The biggest variable is the addition of a 5kW/10-15kWh battery to the residential storage project, which increased system prices by $1.90/W post. The second largest variable was the “fixed effects” condition, which ranged from plus $1/W to minus 50¢/Wdc. Adding a microinverter increased prices by about 50¢/Wdc, and optimizers added 40¢/Wdc.

An additional nuance linking the state effect and microinverters/optimizers is that states with more progressive solar policies tend to have a later iteration of the National Electrical Code (NEC), which tends to increase system costs . Some of these pro-solar states also have higher labor and union costs.

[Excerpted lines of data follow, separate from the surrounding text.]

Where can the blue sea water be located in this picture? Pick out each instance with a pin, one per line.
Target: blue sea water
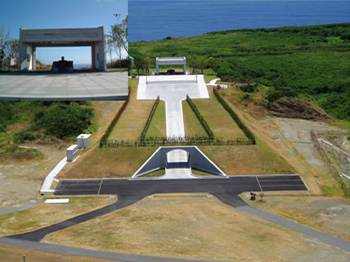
(154, 20)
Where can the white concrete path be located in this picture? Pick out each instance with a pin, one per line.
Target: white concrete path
(66, 87)
(213, 82)
(15, 208)
(46, 187)
(173, 90)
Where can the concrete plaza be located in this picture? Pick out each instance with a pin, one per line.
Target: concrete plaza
(40, 86)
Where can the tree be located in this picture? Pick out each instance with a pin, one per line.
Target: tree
(109, 46)
(213, 64)
(119, 32)
(193, 62)
(202, 63)
(11, 51)
(64, 120)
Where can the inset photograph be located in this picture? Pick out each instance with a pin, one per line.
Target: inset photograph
(69, 51)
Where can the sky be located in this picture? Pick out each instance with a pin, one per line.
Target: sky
(47, 14)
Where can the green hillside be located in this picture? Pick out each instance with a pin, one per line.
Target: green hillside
(312, 62)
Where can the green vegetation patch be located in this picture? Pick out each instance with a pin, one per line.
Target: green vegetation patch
(157, 127)
(310, 61)
(193, 127)
(218, 119)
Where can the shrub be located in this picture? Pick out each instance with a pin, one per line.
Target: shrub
(251, 88)
(64, 120)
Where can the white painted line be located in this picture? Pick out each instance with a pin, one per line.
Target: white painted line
(57, 201)
(258, 183)
(99, 189)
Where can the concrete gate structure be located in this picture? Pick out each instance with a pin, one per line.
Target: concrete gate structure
(30, 39)
(170, 61)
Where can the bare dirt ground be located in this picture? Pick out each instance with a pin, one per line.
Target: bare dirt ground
(20, 181)
(194, 227)
(11, 254)
(327, 214)
(46, 214)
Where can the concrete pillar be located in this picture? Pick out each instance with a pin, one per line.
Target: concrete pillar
(30, 57)
(102, 66)
(23, 59)
(33, 57)
(93, 56)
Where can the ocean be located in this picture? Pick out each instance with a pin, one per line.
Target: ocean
(155, 20)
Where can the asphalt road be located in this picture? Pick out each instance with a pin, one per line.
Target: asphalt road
(145, 187)
(131, 191)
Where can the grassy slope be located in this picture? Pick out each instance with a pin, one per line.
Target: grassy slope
(157, 127)
(297, 60)
(133, 119)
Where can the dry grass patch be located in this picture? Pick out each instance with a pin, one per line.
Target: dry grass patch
(12, 254)
(133, 119)
(120, 162)
(189, 227)
(43, 214)
(327, 214)
(247, 160)
(219, 121)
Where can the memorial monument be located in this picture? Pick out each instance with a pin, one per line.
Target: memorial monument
(30, 39)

For example, Massachusetts and Rhode Island are among the states with higher costs. They have newer NEC code requirements, relatively high electricity prices, and pro-labor policies. All these factors affect the pricing of the system.

One of the points about LBNL’s pricing is that they are slightly higher than the prices put forward by other national groups.

The researchers noted that LBNL’s prices are higher than SunPower and EnergySage’s average costs, but lower than Sunrun’s. One explanation for Tracking Sun’s higher list prices is that they include dealer fees for loan-financed systems, which can increase prices by 10-25% – the result of instant financing, no-money-down deals. Sunrun’s prices remain high primarily because of customer acquisition costs, which continue to be among the highest in the industry.

LBNL prices exceed modeled prices from NREL and Wood Mackenzie, which see solar could value, assuming there are no adders or unique project-level variables.